Colorado man destroys his database on Facebook user patterns after lawsuit threatened

By AP
Tuesday, April 6, 2010

Colo man erases Facebook data after threat of suit

BOULDER, Colo. — An entrepreneur destroyed a database that showed regional patterns among 210 million Facebook users after the social networking site accused the Colorado man of misusing the site and threatened to sue.

Pete Warden of Boulder said he had planned to share the information he gathered with researchers. Facebook countered that Warden gathered the data without permission, violating rules of the site.

Warden recently announced he had destroyed the data, including his own copy.

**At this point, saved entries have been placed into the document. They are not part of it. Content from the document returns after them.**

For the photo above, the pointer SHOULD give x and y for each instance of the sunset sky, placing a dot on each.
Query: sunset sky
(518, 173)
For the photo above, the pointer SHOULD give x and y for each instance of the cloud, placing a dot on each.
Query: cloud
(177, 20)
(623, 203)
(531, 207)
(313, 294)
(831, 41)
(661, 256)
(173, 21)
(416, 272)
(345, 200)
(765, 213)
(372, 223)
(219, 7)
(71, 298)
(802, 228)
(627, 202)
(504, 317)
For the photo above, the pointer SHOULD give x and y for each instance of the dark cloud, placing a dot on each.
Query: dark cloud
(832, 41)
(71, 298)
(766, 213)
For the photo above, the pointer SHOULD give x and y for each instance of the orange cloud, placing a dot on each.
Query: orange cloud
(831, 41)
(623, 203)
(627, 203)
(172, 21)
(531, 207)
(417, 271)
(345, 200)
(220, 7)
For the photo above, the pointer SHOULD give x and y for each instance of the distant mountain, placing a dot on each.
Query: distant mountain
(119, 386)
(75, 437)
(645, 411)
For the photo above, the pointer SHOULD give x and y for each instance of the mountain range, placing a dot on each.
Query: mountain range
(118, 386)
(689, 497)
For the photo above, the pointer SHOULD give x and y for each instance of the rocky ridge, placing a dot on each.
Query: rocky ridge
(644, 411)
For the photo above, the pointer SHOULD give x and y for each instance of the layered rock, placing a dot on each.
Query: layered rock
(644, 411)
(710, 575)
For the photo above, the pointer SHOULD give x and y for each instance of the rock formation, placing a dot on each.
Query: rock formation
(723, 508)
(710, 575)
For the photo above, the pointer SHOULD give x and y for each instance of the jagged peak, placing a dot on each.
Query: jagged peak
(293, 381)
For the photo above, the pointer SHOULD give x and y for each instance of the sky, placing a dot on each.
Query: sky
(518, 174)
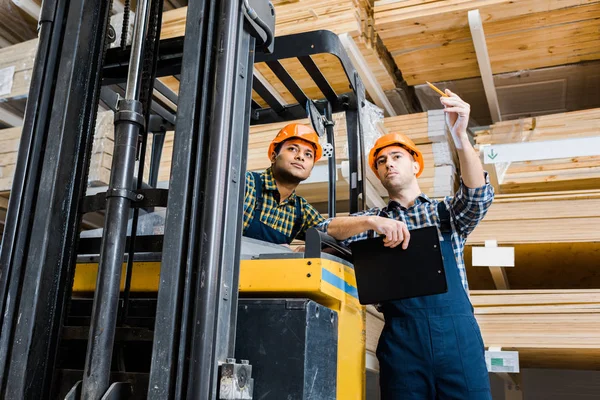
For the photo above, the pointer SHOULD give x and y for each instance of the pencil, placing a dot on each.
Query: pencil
(437, 90)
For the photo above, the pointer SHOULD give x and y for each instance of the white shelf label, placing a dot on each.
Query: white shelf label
(502, 361)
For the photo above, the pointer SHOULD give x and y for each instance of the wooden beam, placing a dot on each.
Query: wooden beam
(371, 84)
(483, 60)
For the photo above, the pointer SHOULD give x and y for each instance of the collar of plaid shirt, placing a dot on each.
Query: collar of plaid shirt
(270, 185)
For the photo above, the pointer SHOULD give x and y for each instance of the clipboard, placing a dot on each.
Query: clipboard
(386, 274)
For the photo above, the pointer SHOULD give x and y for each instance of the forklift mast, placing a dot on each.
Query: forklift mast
(196, 307)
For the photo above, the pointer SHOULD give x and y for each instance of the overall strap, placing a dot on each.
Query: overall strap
(258, 183)
(444, 214)
(299, 219)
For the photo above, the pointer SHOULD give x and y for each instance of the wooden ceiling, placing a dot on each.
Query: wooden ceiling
(431, 41)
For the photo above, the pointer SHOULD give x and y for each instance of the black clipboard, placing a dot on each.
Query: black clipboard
(386, 274)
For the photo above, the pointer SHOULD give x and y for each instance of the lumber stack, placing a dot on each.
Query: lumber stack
(548, 175)
(552, 217)
(18, 22)
(559, 328)
(100, 162)
(16, 65)
(352, 17)
(430, 40)
(429, 132)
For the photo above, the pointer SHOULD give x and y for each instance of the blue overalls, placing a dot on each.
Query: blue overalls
(258, 230)
(431, 346)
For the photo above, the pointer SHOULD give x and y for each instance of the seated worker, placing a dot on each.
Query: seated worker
(273, 212)
(431, 346)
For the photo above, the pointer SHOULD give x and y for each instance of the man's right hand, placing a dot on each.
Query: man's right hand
(395, 232)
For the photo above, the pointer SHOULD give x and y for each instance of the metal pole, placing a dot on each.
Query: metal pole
(129, 123)
(206, 346)
(331, 162)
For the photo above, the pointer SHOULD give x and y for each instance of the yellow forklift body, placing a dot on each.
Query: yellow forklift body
(325, 281)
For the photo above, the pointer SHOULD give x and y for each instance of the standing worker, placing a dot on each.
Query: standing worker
(430, 346)
(273, 212)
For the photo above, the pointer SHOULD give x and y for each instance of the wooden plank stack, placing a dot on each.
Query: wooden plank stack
(429, 132)
(101, 152)
(430, 40)
(16, 25)
(16, 65)
(548, 175)
(552, 217)
(549, 328)
(353, 17)
(559, 324)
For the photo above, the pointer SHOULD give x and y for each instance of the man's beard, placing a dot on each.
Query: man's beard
(285, 176)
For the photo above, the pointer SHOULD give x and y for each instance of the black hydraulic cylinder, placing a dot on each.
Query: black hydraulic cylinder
(118, 205)
(129, 124)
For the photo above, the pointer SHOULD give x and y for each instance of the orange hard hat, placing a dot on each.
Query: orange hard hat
(297, 131)
(396, 139)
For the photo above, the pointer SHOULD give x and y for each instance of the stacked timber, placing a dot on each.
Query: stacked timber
(16, 65)
(428, 130)
(100, 162)
(430, 133)
(430, 40)
(19, 20)
(549, 328)
(552, 217)
(353, 18)
(554, 174)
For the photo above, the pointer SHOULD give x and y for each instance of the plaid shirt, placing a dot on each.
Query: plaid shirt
(275, 214)
(467, 207)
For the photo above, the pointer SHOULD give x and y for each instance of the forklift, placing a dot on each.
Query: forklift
(195, 311)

He said he wasn’t convinced that what he did was illegal but said he couldn’t afford to fight a lawsuit.

Warden said he starting compiling the data while developing a search engine for his startup company.

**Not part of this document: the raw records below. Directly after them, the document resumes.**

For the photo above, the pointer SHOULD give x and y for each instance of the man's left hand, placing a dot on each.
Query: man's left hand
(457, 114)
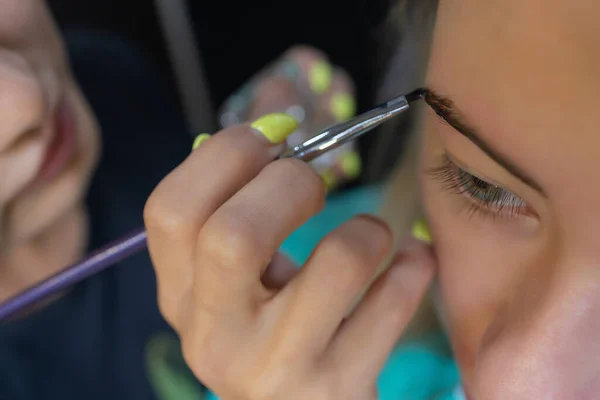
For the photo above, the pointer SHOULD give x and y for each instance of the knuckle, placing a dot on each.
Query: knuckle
(351, 252)
(359, 245)
(228, 241)
(302, 179)
(162, 216)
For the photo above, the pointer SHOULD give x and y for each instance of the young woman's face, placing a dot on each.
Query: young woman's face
(511, 186)
(48, 142)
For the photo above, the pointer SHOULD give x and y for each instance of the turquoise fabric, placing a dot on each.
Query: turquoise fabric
(419, 370)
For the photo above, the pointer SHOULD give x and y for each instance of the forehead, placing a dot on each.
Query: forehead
(527, 75)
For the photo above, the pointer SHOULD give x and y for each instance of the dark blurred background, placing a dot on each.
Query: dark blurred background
(237, 38)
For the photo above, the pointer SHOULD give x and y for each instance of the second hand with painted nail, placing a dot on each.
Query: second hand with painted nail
(327, 140)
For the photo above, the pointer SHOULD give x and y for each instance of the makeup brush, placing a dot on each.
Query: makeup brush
(123, 248)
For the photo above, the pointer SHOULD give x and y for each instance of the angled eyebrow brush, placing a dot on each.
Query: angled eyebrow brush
(123, 248)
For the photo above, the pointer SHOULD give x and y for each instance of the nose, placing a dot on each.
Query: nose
(546, 344)
(22, 101)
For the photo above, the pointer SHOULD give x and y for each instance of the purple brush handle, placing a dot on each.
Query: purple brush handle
(96, 262)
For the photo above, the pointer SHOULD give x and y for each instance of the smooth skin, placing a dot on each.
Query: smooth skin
(212, 237)
(520, 294)
(516, 292)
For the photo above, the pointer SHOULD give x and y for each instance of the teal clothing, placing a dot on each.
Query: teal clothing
(419, 370)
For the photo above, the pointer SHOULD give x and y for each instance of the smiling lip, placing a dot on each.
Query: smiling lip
(62, 145)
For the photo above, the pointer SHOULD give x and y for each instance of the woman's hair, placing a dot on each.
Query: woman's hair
(393, 156)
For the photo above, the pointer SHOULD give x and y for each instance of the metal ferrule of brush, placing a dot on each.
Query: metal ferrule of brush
(337, 135)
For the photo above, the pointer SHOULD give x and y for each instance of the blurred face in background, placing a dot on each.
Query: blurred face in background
(48, 149)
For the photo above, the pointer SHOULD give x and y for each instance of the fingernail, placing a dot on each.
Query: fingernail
(351, 165)
(201, 138)
(343, 106)
(420, 231)
(275, 127)
(320, 77)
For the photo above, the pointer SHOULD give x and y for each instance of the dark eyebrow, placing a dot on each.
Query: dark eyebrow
(445, 109)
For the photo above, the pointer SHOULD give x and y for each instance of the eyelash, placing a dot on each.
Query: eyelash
(484, 197)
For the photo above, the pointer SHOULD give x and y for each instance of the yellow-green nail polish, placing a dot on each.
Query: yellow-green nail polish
(320, 77)
(343, 106)
(421, 231)
(201, 138)
(351, 165)
(276, 127)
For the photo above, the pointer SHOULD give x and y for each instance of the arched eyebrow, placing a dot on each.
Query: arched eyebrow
(444, 107)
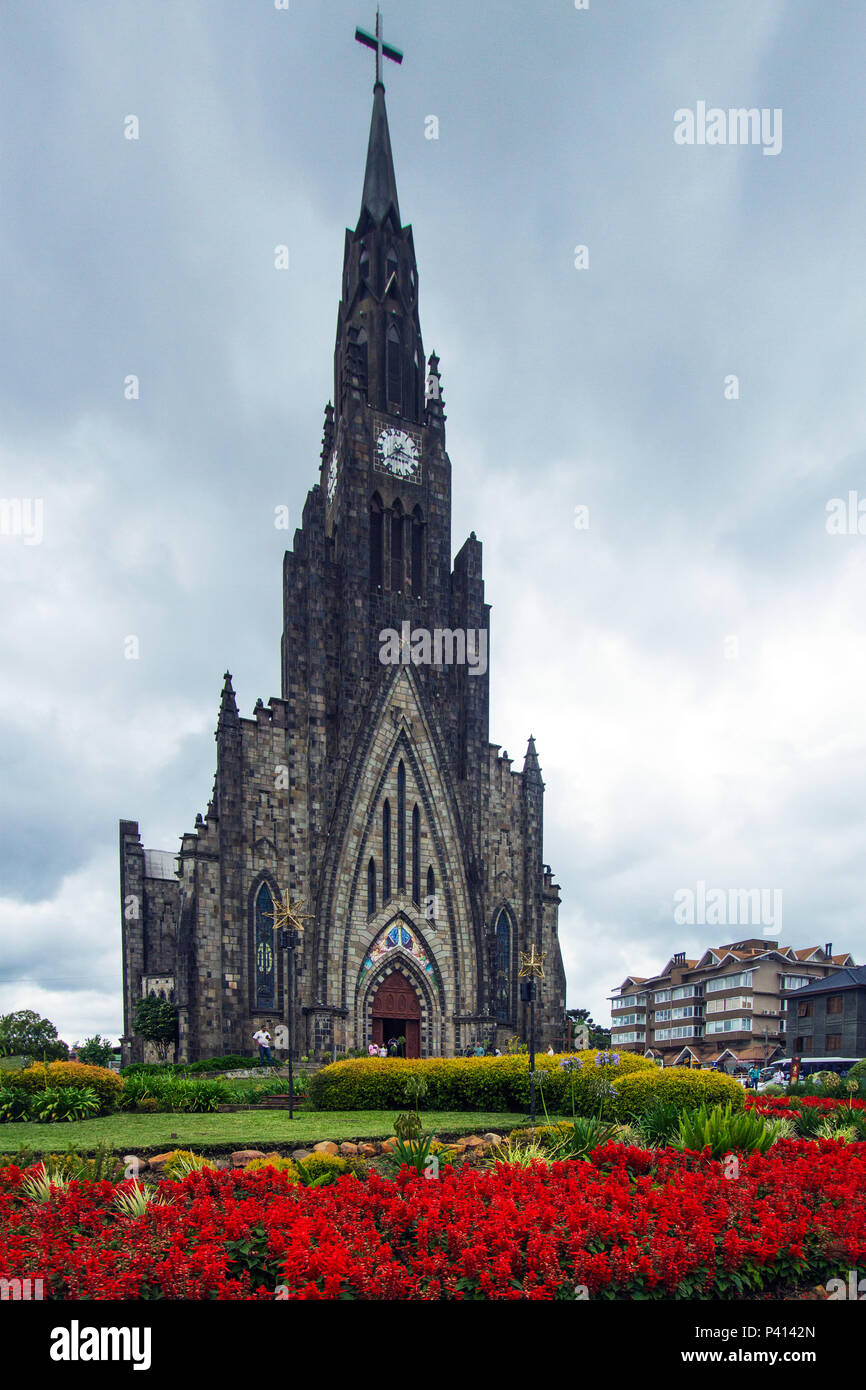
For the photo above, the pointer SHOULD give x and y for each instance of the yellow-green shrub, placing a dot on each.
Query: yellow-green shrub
(181, 1161)
(38, 1077)
(464, 1083)
(331, 1164)
(275, 1161)
(679, 1086)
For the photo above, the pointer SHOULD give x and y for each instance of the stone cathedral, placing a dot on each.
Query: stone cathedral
(370, 788)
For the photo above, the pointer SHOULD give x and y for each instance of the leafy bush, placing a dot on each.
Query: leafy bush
(181, 1162)
(321, 1166)
(829, 1082)
(195, 1097)
(63, 1104)
(282, 1165)
(683, 1087)
(96, 1051)
(174, 1093)
(476, 1083)
(723, 1130)
(659, 1118)
(14, 1104)
(41, 1077)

“I’ve been fascinated by some of the patterns that have emerged,” he wrote in February on his blog.

He dubbed the region from Minnesota to New York “Stayathomia” because most Facebook friends lived nearby.

“Dixie” encompassed the Deep South, where people had strong ties to nearby towns. “Greater Texas” extended beyond Texas to Oklahoma, Arkansas and Gulf Coast areas. The Dallas Cowboys and God had popular fan pages there.

In “Socalistan,” encompassing most of California, Michael Jackson and Barack Obama fan pages were big.

Most of the West was called the “Nomadic West” because Facebook friends tended to be far apart.

Warden built the database using a Web crawler, which automatically scans the Internet and indexes certain types of information.